Datang dari negeri yang memilki suhu rata-rata setiap musimnya diatas 20 derajat (Indonesia) tentu memiliki tantangan tersendiri dalam menjalankan hidup di daerah kutub utara. Jika di Indonesia panjang waktu siang dan malam hampir sama, jika di sini kadang waktu siang lebih panjang dibandingkan malam contohnya di bulan Ramdhan ini.

Pada bulan Ramadhan tahun 2017 ini adalah yang pertama kalinya bagi saya dan beberapa teman dari Indonesia yang baru menuntut ilmu di sini. Suasana di kampung halaman menjadi kerinduan tersendiri ketika menjelang bulan suci Ramdhan tiba.

Harbin merupakan salah satu daerah yang berada di daerah utara China dan daerahnya  berbatasan langsung dengan Negara Rusia. Salah satu tempat paling indah di Asia Timur laut ini terkenal dengan sebutan “Kota Es.” Di kota ini, selama bulan Januari-Februari setiap tahunnya sebuah festival besar yang diberikan nama “Ice World Festival” rutin digelar . Festival musim dingin ini menyedot ratusan ribu pengunjung baik yang berasal dari dalam negeri maupun mancanegara.

Dalam artikel ini saya ingin menceritakan suasana keislaman dan bulan Ramadhan di Kota Harbin, China, Di Indonesia waktu berpuasa di Bulan Ramadhan rata-rata 12-13 jam selama Ramadhan. Sedangkan  di China, waktu berpuasa lebih lama yakni hampir 18 jam setaip harinya. Ramadhan tahun ini, misalnya, waktu Imsak jatuh pada pukul 01.55 dini hari dan waktu Maghrib pukul 19.26 waktu setempat (Waktu di China sejam lebih cepat katimbang di Indonesia). Suasana ini menjadi tantangan tersendiri bagi saya yang baru merasakan puasa di sini.

Selama bulan Ramadhan aktifitas kelas dan kegiatan non akademik di Universitas bisa terbilang cukup padat, rata waktu belajar dimulai dari jam 8.10 pagi dan berakhir pukul 15.10 sore setiap hari nya.

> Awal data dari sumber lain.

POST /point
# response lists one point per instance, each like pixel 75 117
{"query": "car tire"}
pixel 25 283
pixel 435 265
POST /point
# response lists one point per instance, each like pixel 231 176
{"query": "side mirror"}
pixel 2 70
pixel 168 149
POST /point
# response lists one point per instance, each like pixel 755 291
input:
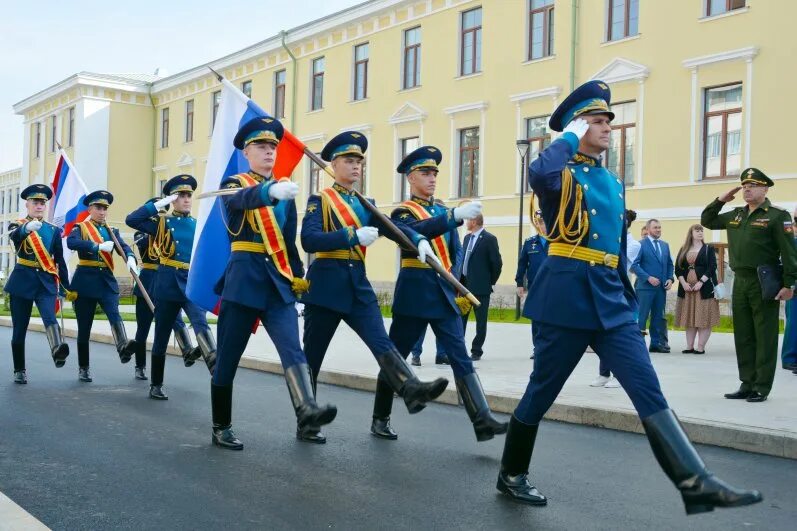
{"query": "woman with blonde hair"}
pixel 696 308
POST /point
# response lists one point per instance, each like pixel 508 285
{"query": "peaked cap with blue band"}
pixel 427 157
pixel 347 143
pixel 37 191
pixel 593 97
pixel 179 183
pixel 260 130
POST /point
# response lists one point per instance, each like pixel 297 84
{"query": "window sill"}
pixel 624 39
pixel 727 14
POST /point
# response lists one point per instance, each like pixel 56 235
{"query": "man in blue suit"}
pixel 653 268
pixel 582 297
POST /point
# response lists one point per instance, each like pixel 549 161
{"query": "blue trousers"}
pixel 405 330
pixel 235 324
pixel 320 324
pixel 651 303
pixel 559 350
pixel 20 314
pixel 788 353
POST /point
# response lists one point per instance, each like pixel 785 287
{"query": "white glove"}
pixel 578 127
pixel 106 247
pixel 132 265
pixel 166 201
pixel 34 225
pixel 284 190
pixel 367 235
pixel 468 210
pixel 424 250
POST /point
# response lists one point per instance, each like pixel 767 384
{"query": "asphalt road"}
pixel 104 456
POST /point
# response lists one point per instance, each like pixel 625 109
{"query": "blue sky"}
pixel 43 42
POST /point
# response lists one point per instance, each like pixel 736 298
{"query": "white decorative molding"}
pixel 741 54
pixel 619 70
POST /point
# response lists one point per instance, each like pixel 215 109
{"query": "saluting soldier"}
pixel 94 280
pixel 423 298
pixel 582 297
pixel 148 262
pixel 38 276
pixel 174 240
pixel 338 229
pixel 263 273
pixel 760 235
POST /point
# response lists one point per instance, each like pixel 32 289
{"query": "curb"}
pixel 765 441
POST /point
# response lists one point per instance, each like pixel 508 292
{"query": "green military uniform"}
pixel 761 237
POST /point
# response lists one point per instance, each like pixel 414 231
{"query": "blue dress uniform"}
pixel 259 281
pixel 339 288
pixel 532 255
pixel 94 282
pixel 422 298
pixel 582 297
pixel 37 276
pixel 174 240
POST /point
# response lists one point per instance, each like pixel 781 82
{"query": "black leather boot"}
pixel 406 384
pixel 187 350
pixel 700 489
pixel 58 348
pixel 383 406
pixel 472 393
pixel 221 404
pixel 125 347
pixel 207 348
pixel 513 479
pixel 308 413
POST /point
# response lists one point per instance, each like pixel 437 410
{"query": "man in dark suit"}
pixel 653 268
pixel 480 271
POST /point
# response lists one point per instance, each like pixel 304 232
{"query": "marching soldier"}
pixel 262 277
pixel 174 240
pixel 338 228
pixel 94 280
pixel 423 298
pixel 149 260
pixel 39 274
pixel 582 297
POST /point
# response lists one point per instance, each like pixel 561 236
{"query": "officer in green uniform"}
pixel 759 234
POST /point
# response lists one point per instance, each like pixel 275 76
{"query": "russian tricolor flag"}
pixel 212 244
pixel 67 208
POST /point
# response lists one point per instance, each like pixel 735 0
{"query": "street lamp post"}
pixel 523 149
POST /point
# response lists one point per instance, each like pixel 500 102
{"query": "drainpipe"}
pixel 284 35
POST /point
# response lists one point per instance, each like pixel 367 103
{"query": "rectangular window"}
pixel 540 29
pixel 70 139
pixel 412 58
pixel 165 127
pixel 317 84
pixel 718 7
pixel 361 72
pixel 246 88
pixel 408 145
pixel 189 121
pixel 619 157
pixel 279 94
pixel 722 131
pixel 539 138
pixel 622 20
pixel 470 49
pixel 215 101
pixel 469 162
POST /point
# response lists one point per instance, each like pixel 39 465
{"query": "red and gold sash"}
pixel 438 244
pixel 90 232
pixel 331 200
pixel 265 222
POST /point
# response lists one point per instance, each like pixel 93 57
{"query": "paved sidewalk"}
pixel 694 385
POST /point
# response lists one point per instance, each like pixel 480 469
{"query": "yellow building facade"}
pixel 699 89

Kondisi fisik di bulan Ramadhan menjadi tantangan tersediri bagi saya dan mahasiswa muslim yang sedang menempuh studi di kota yang terkenal dengan julukan “Kota Es” ini.

Di negeri tirai bambu, aktifitas Ramadhan terpusat di masjid-masjid yang yang berada di tengah perkotaan. Aktifitas Ramadhan seperti sahur, berbuka dan membaca Alquran biasa dilakukan di tempat yang sudah menjadi pusat aktifitas komunitas Islam disini.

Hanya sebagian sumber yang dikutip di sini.